BY FRED KAPLAN JAN 19, 2025 5:40 AM
Joe Biden entered the Oval Office in January 2021 with more experience in foreign policy than any president in 30 years - more than all but one or two of his predecessors in the past half - century. Yet he leaves this week with a mixed record, including some deep disappointments, on the global stage.
The downside of his performance stems, in part, from the fact that the world is more complicated, its problems more intractable, than at almost any time in U.S. history. But some of the failures can also be traced to his own blind spots and miscalculations.
That said, his legacy is teeming with bright spots as well. He restored the NATO alliance, which Donald Trump had purposely eroded. He solidified once fraying partnerships in the Pacific, to share prosperity and to contain China, while also negotiating joint projects with Beijing on issues of common interest.
He reentered global forums on climate change, which Trump had abandoned (and may yet again). He invested billions of dollars in technology at home, greatly enhancing U.S. competitiveness in microchips, A.I., and cybersecurity, which will reap huge benefits - economically and militarily - in the years ahead. In his final days, he concluded a ceasefire and a release of hostages in Gaza, and while he can’t take full credit for sealing the deal, there wouldn’t have been a deal to sign without months of his tireless (if often fruitless) diplomatic efforts.
Still, even some of these successes were less wholehearted than he has sometimes touted.
One of Biden’s first steps as president was to extend New START - the Obama - era U.S. - Russia strategic arms - reduction treaty, which was about to expire - for another five years. This prevented, or at least postponed, a new nuclear arms race, which might otherwise have revved up when tensions with Moscow deepened a year later with the invasion of Ukraine. (Russia has deployed new nuclear weapons, which the treaty allows, but it has not expanded the size of its arsenal.)
However, around the same time, Biden declined to revive the Iran nuclear deal - which Barack Obama had signed in 2015, but which Trump scuttled three years later. I have tried to find out, with no success, why Biden didn’t take this step, which he had promised he would do, and which the European co - signers were hoping he would do, and while a relatively moderate government was still in place in Tehran. Subsequently, Iran’s new leaders figured out how to circumvent U.S. economic sanctions (mainly by conducting trade, outside the realm of the dollar, through Russia and China) and rebuilt their nuclear program to the point where they are closer than ever to building a bomb.
In August 2021, half a year into his term, Biden withdrew all U.S. troops from Afghanistan. Biden had long been skeptical about this war. As Obama’s vice president, he was the Cabinet’s only opponent to the military’s plan to escalate the war by deploying 40,000 more troops and adopting a counterinsurgency (aka “nation - building”) strategy.

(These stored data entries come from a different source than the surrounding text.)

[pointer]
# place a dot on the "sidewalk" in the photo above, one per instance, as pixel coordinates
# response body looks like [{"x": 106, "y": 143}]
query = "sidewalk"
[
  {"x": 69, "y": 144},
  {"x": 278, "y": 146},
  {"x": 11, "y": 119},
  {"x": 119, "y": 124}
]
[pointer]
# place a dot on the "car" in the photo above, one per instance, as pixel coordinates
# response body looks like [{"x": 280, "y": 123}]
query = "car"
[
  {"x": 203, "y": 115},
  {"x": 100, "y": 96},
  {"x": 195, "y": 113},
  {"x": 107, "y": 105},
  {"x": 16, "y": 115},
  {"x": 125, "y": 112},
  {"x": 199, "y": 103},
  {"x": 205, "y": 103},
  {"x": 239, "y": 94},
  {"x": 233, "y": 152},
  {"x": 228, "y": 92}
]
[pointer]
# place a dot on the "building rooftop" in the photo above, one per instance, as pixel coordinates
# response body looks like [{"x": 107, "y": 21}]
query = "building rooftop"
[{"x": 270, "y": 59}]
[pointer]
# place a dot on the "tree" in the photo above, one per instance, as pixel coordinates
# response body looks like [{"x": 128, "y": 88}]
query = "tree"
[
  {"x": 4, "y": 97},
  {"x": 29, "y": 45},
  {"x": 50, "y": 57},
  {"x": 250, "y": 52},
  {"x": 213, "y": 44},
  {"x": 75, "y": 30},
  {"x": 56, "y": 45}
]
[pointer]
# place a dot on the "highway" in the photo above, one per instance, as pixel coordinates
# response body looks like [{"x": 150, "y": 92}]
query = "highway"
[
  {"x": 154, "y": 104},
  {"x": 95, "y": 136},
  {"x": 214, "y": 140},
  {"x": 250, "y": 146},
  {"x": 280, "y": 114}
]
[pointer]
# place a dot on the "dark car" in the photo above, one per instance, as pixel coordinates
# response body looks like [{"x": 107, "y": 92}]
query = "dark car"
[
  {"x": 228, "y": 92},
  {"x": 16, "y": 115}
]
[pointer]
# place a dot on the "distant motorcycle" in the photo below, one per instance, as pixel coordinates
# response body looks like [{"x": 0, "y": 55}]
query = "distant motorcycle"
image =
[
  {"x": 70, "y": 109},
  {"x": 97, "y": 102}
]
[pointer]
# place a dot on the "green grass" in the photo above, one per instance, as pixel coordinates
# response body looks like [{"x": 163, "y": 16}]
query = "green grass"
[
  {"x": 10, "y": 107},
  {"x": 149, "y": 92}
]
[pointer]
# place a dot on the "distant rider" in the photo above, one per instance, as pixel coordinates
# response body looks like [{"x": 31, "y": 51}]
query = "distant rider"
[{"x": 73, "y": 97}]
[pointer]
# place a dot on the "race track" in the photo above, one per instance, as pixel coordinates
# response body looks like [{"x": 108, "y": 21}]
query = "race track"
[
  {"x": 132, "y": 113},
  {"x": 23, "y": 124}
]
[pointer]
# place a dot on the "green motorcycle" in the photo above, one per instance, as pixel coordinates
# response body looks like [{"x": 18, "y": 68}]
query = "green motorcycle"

Biden pushed instead for sending just 10,000 more troops and using them simply to train the Afghan army. Obama acceded to the military, but after 18 months, concluded the plan was infeasible and switched to Biden’s approach.
The total pullout wasn’t just Biden’s idea. It was President Trump who signed a treaty with the Taliban - behind the backs of the Afghan government - agreeing to withdraw all U.S. troops by May 2021. By the time Biden took office, no U.S. armed forces members had been killed in Afghanistan for more than a year because the Taliban agreed not to attack Americans while waiting for the pullout to kick in. But the Taliban also threatened to resume their attacks if Trump’s treaty was broken. The war would resume and the U.S. would have to withdraw while under attack or rejoin the fight and send in 30,000 troops - so Biden decided to abide by Trump’s treaty.
Biden did wrangle a three - month extension to allow enough time for a withdrawal. He probably could have negotiated a still longer extension, for a more deliberate process, but he was in a hurry to get out - partly because of his long frustrations with the war, partly because he was impatient to focus on what he saw as more important parts of the world, especially in the Pacific.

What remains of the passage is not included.